Qudrat Ullah

The New Gwadar International Airport, the flagship project of the China-Pakistan Economic Corridor (CPEC), is scheduled for completion by September 2023. According to Chinese State Television CGTN, the second largest airport in Pakistan, launched in 2019, is a $230 million project funded by China and managed by China Airport Construction Group.

The Gwadar Airport is included in the number of projects being carried out in Balochistan province, which will give China access to warm waters and a deep-sea port in the Arabian Sea. Recently Prime Minister Shehbaz Sharif inaugurated the Gwadar Eastbay Expressway, which connects the port city to Karachi through Makran Coastal Highway.
When the expressway was planned, the fishing communities feared losing their livelihood and the prospect of getting relocated out of Gwadar city. Locals believed that it would limit access to the sea for fishing boats and threaten their centuries-old livelihood without any alternate plan. Later in 2019, the then Prime Minister Imran Khan assured them their concerns would be addressed, during his visit to the port city.

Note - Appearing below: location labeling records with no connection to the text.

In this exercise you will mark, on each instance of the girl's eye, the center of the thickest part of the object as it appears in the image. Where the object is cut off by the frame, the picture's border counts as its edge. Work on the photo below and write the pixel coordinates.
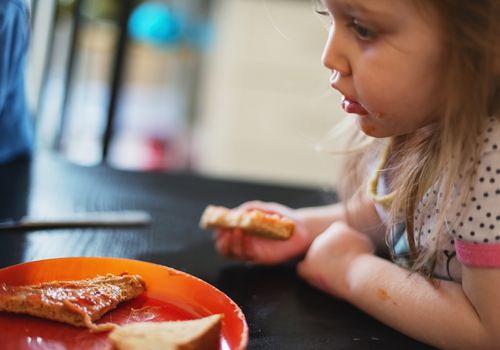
(364, 33)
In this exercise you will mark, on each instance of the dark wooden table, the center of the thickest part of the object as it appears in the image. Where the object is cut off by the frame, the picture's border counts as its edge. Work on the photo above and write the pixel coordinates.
(282, 311)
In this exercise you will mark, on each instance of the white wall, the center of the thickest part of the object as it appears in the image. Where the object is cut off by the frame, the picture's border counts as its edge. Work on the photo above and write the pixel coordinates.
(265, 99)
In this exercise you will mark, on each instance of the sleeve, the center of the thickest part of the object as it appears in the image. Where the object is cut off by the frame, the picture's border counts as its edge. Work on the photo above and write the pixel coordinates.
(477, 232)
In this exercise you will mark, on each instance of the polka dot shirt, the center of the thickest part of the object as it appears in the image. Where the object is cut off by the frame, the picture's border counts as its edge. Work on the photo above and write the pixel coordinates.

Since the launch of CPEC, the flagship project of the Belt and Road initiative (BRI), Pakistan and China have reached a new milestone. After the first phase, based on infrastructure, the second phase has been started, which will include establishing industries and economic zones. The economy of Pakistan is seeing a major shift as the CPEC is taking shape in the country.

In the age of economic integrity and changing political environment, Pakistan is keen to strengthen itself domestically and bring a much-needed change to Balochistan. After the launch of CPEC, the socio-political stability of the province has become crucial for political leaders and policymakers. With the development of Gwadar Port and other projects under CPEC, it is expected that necessary avenues for further economic benefits and connections with other provinces and regions will help support the economic development of Balochistan.

The restive province of Pakistan was neglected due to many problems, including security, political will, and lack of funds. It has remained a far flung area due to its vast terrain.

According to the CPEC plan, the projects for the people of Gwadar were road infrastructure, energy, port, airport, and health and basic facilities, including water.

In Balochistan, the energy projects under CPEC were the HUBCO coal power plant, Gwadar-Nawabshah LNG terminal, and Gwadar power plant. The Khuzdar-Basima highway and Dera Ismail Khan-Quetta highway were included in road projects. The Gwadar international airport and Gwadar smart port city were part of the infrastructure projects.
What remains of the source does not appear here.